The common food dilemma of following ‘best before’ dates as ‘expiry’ dates likely contributes to 1.3 billion tons per year of waste. This represents more than 30 percent of the food produced and an estimated cost of $34 billion dollars in North America.

In most instances, best before dates have to do with food quality – freshness, texture, taste and colour – not safety. As long as the package is unopened, has been stored under proper conditions and for canned goods, the can is not bulging, food can be eaten past the ‘best before’ date.

The Canadian Food Inspection Agency (CFIA) lists requirements for date labelling on pre-packaged food. ‘Best before’ dates are required on all food products that keep fresh for less than 90 days, such as milk, along with required storage conditions, like ‘keep refrigerated’. They are not required on food products with a shelf life more than 90 days such as canned tomatoes and dry pasta.

There are no government regulations indicating what the dates should be or how they should be determined. “The manufacturer determines the date on the package based on the worst-case scenario,” says Keith Warriner, professor in the Department of Food Science at the University of Guelph. Warriner asked one company how it addressed the undertaking. He was told a product would be left at room temperature and assessed daily. When they thought the quality was unacceptable, they set a best before date. Warriner adds that at times, the best before date is chosen to fit the needs of the retailer without any formal shelf-life studies.

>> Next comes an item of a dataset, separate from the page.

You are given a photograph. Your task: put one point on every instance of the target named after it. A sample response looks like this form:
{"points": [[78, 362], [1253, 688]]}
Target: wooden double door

As most best before dates are estimates, there are a few exceptions. For deli meats, hot dogs and soft cheeses, best before dates are based on the length of time it takes the pathogen Listeria monocytogenes to grow. Some jarred ready-to-eat foods have a shelf life of 42 days, depending on the extent of heat treatment, says Warriner. Low acid foods such as soups and sous vide-type products do not receive sterilization treatment and are in danger of developing Clostridium botulinum or botulism. Warriner advises adhering to the best before date when it comes to these products even though they may look and taste fine. Jarred products such as pickles and salsa are low botulism risk. Unlike most bacteria, Listeria and botulism spores can multiply and spread in the refrigerator.

The following are refrigerated (4 degrees C/40 degrees F) products in which the shelf life is based on food safety.

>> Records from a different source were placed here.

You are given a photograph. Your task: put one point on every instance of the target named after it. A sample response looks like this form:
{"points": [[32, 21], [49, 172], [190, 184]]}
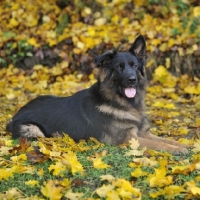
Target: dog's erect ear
{"points": [[138, 48], [103, 59]]}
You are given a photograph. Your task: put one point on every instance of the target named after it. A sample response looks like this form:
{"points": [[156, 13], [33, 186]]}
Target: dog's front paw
{"points": [[179, 151]]}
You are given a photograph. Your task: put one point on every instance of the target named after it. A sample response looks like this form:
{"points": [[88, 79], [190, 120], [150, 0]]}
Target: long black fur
{"points": [[80, 115]]}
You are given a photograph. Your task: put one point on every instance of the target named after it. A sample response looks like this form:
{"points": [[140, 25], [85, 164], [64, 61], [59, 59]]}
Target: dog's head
{"points": [[124, 69]]}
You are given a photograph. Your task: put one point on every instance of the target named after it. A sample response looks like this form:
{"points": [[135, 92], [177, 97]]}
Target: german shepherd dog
{"points": [[112, 110]]}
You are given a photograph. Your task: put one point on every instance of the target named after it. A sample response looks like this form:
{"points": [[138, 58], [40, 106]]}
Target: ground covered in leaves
{"points": [[74, 31], [61, 169]]}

Low-acid vegetable or fruit juices (pH of 4.6 or greater): 3 weeks

Pasteurized jarred soups: 7 days

Non-dried deli meats: 5-7 days

Sous vide (“under vacuum”) red meat, poultry, fish: 10 days maximum

‘Expiry’ dates are under a different classification. They are required on only a few items such as meal replacements, nutritional supplements and infant formulas. These products should not be consumed after the expiration date because the nutrient content stated on the label may have degraded. They should be discarded.

Fresh food packaged at the store must have a ‘packaged on’ plus a ‘best before’ date. This applies to foods like vegetables, cut-up fruit, meats, bread, muffins and cakes baked on site.